Sarah Aijaz (Presenter)
Cerilliant Corporation
Authorship: Sarah M. Aijaz, Isil Dilek, and Uma Sreenivasan
Cerilliant Corporation
| Short Abstract LC/MS/MS assays of stable isotope labeled compounds and their native counterparts were compared to investigate relative ionization responses. Native, deuterated, and 13C analogs of Testosterone, Pregabalin, and L-Thyroxine were chosen as representative small molecules. Ionization responses were not equivalent between native and labeled compounds analyzed under identical conditions and concentrations. The magnitude of ionization response differences is affected by experimental parameters such as collision energy. Assays performed at multiple collision energies demonstrated the relative ionization responses can be varied by greater than 20%. These ionization response differences must be evaluated, understood, and optimized when considering the use of stable labeled standards for quantitation. |
Long Abstract
INTRODUCTION:
Stable isotope labeled (SIL) compounds such as deuterium and 13C analogs are widely used as internal standards for clinical LC/MS/MS analyses. Internal standards are used to improve the accuracy of analyte quantitation by correcting for matrix effects and analytical variability. The suitability of an internal standard is dependent upon how closely it behaves to the analyte of interest throughout sample preparation and LC/MS/MS analysis. This is a strength of SIL compounds over structural analogs, especially 13C SIL compounds which co-elute with their native counterparts under UHPLC methods. When used as an internal standard, it is more critical for the relative response of an SIL compound to mimic the analyte rather than absolute response. SIL compounds may also be used as calibrators in assays of native analytes. In this case, the absolute response comparability between the native and labeled compounds is critical for accurate concentration assignment. Comprehensive studies comparing ionization responses between SIL and native compounds are needed to fully understand how the use of SIL compounds in roles other than those of internal standards may affect the accuracy of LC/MS/MS assays.
METHODS:
LC/MS/MS assays were performed on a Shimadzu Nexera X2 UHPLC coupled to an AB Sciex 5500 QTRAP system. UHPLC methods were optimized for each compound.
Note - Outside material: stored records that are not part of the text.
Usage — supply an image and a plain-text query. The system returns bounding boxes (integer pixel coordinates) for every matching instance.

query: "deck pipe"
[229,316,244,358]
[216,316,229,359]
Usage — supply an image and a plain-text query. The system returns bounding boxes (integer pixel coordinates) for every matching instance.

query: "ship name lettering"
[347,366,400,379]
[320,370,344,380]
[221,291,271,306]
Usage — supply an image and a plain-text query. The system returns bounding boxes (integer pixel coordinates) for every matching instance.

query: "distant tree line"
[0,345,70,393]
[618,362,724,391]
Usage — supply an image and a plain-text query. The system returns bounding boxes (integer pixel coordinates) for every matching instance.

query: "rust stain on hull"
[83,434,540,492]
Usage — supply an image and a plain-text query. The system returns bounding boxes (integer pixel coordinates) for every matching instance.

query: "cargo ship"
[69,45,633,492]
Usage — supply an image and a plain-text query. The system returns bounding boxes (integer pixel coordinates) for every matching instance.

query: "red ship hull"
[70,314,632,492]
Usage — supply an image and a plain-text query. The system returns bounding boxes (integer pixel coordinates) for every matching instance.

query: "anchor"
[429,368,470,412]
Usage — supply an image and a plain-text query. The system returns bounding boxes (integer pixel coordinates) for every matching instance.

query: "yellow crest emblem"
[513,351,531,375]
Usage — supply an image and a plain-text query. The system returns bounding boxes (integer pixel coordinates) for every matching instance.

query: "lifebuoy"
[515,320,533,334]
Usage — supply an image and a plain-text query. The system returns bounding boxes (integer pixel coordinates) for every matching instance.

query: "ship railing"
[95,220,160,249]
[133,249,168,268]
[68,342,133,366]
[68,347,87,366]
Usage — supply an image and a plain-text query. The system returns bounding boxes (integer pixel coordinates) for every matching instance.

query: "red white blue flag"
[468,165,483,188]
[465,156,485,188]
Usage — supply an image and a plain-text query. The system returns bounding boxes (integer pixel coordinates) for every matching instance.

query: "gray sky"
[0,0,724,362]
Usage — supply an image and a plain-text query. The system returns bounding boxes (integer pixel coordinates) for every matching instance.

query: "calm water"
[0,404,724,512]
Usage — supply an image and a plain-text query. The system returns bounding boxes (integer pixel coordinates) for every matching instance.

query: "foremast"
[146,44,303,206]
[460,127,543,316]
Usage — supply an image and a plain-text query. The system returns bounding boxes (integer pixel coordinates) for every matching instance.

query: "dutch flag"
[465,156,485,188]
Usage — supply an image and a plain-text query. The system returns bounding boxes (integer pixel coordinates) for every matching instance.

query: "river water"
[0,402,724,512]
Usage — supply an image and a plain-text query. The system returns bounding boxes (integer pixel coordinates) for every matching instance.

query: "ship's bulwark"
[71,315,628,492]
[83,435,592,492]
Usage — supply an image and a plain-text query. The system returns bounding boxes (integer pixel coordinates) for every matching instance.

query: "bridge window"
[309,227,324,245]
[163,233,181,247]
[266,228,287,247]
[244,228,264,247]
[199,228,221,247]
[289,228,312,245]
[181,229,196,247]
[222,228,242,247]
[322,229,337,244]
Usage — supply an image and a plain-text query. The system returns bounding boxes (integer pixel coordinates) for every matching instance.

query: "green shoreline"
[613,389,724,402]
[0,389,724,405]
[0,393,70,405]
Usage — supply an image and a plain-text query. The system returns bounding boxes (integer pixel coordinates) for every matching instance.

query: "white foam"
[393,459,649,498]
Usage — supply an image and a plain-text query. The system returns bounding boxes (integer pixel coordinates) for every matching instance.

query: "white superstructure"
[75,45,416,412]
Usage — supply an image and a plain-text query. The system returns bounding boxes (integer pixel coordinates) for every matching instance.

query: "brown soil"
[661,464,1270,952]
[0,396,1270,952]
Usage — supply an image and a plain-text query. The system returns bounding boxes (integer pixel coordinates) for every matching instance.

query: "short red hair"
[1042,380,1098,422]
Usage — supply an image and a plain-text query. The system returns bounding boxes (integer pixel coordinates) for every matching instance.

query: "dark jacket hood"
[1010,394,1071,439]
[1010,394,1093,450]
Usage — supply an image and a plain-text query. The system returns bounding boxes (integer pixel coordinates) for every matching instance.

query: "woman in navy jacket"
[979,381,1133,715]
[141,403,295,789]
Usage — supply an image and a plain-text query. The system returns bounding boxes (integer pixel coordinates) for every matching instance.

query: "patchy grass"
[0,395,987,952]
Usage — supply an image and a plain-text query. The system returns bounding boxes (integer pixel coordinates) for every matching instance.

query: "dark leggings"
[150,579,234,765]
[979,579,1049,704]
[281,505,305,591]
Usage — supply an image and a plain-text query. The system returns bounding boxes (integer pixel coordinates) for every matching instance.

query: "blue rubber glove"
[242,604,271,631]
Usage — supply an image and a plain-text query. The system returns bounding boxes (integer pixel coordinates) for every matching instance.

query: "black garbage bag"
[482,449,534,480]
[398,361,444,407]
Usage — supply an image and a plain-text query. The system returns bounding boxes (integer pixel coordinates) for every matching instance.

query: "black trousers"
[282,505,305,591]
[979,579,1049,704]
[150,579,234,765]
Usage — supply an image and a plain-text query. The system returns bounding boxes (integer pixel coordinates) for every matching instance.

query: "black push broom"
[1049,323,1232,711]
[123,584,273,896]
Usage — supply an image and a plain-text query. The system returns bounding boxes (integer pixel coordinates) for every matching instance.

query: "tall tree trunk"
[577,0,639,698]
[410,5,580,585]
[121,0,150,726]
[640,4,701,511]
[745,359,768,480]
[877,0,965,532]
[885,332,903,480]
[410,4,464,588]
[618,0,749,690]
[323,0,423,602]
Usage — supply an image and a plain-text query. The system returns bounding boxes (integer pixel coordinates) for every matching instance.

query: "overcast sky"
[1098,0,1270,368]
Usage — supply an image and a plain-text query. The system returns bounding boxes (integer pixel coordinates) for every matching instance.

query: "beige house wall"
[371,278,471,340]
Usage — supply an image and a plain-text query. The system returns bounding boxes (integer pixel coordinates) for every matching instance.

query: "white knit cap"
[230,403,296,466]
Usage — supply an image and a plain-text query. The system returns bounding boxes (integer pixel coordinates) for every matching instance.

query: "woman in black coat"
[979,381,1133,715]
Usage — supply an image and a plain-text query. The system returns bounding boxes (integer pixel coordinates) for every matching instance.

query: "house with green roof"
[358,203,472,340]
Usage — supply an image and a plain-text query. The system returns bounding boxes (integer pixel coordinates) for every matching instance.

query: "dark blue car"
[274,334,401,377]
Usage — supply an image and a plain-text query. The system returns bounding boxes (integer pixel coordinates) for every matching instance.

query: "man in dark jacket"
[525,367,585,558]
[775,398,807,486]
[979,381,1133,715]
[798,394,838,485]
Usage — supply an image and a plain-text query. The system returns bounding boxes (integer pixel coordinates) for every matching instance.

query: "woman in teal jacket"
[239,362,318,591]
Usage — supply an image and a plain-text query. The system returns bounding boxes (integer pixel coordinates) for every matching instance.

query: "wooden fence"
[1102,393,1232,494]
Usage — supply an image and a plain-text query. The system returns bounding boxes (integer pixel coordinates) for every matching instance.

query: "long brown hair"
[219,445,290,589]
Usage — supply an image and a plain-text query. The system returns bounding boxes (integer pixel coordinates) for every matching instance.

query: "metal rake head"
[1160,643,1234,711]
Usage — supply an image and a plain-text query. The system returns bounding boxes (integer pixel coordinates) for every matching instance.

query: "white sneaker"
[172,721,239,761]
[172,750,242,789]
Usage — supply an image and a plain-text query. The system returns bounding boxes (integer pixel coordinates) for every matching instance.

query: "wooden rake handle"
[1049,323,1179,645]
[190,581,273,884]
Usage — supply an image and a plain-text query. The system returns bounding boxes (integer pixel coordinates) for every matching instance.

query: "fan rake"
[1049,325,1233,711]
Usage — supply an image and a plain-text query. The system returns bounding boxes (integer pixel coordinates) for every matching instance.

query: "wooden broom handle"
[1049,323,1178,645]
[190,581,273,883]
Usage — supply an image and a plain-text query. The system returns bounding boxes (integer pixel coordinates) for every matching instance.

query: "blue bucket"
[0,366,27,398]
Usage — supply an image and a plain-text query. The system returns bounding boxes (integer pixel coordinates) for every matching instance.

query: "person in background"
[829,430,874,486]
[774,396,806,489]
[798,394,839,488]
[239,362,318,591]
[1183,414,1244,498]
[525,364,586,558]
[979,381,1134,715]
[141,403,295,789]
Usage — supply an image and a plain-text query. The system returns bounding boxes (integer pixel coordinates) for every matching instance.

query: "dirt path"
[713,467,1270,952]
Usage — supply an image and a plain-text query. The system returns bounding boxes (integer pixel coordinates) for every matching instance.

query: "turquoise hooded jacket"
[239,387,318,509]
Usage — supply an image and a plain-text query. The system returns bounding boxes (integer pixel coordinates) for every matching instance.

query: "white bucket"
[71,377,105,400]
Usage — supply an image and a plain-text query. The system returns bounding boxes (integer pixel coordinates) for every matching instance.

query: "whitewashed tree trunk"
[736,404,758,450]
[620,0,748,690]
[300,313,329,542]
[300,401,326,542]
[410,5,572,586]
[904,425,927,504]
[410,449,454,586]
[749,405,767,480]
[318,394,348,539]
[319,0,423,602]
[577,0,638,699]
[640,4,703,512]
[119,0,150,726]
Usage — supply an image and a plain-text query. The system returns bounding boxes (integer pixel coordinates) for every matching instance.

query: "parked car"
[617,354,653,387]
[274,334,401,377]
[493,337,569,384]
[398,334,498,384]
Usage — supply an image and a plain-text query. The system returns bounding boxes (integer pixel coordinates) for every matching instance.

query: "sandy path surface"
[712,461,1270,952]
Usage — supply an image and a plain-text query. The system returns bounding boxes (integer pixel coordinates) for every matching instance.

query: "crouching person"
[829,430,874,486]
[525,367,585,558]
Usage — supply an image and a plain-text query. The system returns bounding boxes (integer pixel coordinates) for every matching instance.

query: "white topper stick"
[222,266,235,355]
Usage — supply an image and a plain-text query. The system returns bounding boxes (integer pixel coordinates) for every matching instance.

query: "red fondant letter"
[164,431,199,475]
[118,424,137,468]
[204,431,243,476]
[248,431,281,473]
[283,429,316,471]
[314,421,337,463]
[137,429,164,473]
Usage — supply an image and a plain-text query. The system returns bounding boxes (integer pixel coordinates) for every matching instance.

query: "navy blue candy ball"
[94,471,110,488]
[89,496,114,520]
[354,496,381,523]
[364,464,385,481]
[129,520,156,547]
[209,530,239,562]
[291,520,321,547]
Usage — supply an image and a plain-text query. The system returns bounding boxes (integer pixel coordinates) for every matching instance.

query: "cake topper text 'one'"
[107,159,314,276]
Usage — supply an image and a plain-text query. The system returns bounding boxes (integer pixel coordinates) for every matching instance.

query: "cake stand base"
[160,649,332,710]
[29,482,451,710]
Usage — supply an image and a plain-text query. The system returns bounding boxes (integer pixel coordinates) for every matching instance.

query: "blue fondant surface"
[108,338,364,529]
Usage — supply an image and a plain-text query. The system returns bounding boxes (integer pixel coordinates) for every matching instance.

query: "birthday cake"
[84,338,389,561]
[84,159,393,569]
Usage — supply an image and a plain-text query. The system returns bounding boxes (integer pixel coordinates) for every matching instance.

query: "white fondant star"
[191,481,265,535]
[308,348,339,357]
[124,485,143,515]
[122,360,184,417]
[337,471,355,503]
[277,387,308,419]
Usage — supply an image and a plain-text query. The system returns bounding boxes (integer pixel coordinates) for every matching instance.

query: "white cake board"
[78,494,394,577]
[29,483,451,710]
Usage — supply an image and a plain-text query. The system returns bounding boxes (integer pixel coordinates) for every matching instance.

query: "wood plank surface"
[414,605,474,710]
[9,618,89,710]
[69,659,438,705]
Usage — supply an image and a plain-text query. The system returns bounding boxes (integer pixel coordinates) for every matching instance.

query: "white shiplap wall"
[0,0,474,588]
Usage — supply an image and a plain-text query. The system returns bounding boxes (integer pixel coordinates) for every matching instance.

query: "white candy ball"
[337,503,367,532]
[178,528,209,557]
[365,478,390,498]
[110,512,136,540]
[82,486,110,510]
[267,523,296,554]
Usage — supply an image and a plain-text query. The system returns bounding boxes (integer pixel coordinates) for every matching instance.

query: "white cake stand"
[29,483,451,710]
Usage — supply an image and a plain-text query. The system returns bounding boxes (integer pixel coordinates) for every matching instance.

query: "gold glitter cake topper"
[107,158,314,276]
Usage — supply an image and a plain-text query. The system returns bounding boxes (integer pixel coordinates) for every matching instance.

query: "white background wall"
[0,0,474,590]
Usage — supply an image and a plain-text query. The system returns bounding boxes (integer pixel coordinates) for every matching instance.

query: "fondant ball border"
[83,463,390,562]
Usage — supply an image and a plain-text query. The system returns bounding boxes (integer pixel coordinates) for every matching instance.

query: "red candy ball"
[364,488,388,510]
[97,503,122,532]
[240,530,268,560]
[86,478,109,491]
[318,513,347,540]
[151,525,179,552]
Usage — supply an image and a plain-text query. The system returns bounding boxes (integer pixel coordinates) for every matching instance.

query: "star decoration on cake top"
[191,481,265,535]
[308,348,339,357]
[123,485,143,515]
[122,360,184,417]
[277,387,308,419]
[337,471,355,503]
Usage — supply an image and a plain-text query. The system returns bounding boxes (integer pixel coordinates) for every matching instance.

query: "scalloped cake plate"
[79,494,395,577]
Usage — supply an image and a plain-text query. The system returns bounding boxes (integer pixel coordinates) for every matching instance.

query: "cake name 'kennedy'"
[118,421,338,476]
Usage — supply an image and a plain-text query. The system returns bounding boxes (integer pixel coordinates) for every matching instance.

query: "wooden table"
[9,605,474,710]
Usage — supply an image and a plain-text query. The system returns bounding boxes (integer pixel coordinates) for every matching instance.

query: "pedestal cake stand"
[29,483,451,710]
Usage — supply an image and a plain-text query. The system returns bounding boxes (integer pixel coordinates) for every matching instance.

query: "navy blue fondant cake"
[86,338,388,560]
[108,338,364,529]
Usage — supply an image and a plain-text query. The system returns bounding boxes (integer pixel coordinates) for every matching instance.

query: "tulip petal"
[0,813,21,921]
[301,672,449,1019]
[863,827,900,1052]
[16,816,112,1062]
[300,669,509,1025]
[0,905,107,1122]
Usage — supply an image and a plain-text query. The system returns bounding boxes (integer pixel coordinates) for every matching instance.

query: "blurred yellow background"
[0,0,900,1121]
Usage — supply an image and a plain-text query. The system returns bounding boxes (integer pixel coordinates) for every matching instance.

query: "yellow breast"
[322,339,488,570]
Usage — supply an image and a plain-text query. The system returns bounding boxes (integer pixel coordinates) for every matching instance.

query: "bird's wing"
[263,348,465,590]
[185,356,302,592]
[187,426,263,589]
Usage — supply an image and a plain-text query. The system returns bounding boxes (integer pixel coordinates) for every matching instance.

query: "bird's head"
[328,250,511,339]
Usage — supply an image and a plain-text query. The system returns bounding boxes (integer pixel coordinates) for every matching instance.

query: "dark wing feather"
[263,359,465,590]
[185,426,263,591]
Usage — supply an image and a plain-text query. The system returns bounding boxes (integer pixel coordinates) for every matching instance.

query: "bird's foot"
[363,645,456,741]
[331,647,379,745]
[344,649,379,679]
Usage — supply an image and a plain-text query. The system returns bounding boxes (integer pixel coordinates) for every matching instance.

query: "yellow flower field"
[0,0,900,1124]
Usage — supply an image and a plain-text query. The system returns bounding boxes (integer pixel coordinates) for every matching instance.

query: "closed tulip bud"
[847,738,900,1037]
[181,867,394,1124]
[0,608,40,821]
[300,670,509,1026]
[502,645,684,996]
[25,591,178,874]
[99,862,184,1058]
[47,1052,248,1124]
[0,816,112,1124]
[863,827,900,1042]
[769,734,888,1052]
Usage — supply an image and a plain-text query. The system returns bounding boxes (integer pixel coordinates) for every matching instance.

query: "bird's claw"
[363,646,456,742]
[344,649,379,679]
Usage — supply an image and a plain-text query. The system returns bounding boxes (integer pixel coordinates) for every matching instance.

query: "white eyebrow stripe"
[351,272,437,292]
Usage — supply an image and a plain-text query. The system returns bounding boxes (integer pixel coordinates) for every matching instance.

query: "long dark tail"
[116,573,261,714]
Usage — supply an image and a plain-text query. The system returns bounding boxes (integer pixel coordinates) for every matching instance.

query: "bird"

All methods used a Supelco Ascentis Express C18, 2.7 micron, 3.0 x 50 mm column and 0.1% Formic Acid in Water and 0.1% Formic Acid in Acetonitrile as mobile phases. The LC/MS parameters of Declustering Potential, Entrance Potential, Collision Cell Exit Potential, and Collision Energy were optimized for all analyzed compounds. The UHPLC method runtimes were minimized to allow for omission of internal standards. All assays used six replicate injections of each analyte and bracketing injections were used as a system suitability measure.
PRELIMINARY RESULTS:
Native, deuterated, and 13C analogs of Testosterone, Pregabalin, and L-Thyroxine were chosen as representative small molecules. The stable isotope labeled compounds and their native counterparts were compared by LC/MS/MS assay. Ionization responses were not equivalent between native and labeled compounds analyzed under identical conditions and concentrations. The magnitude of ionization response differences is affected by experimental parameters such as collision energy. Assays performed at multiple collision energies demonstrated the relative ionization responses can be varied by greater than 20%. These ionization response differences must be evaluated, understood, and optimized when considering the use of stable labeled standards for quantitation.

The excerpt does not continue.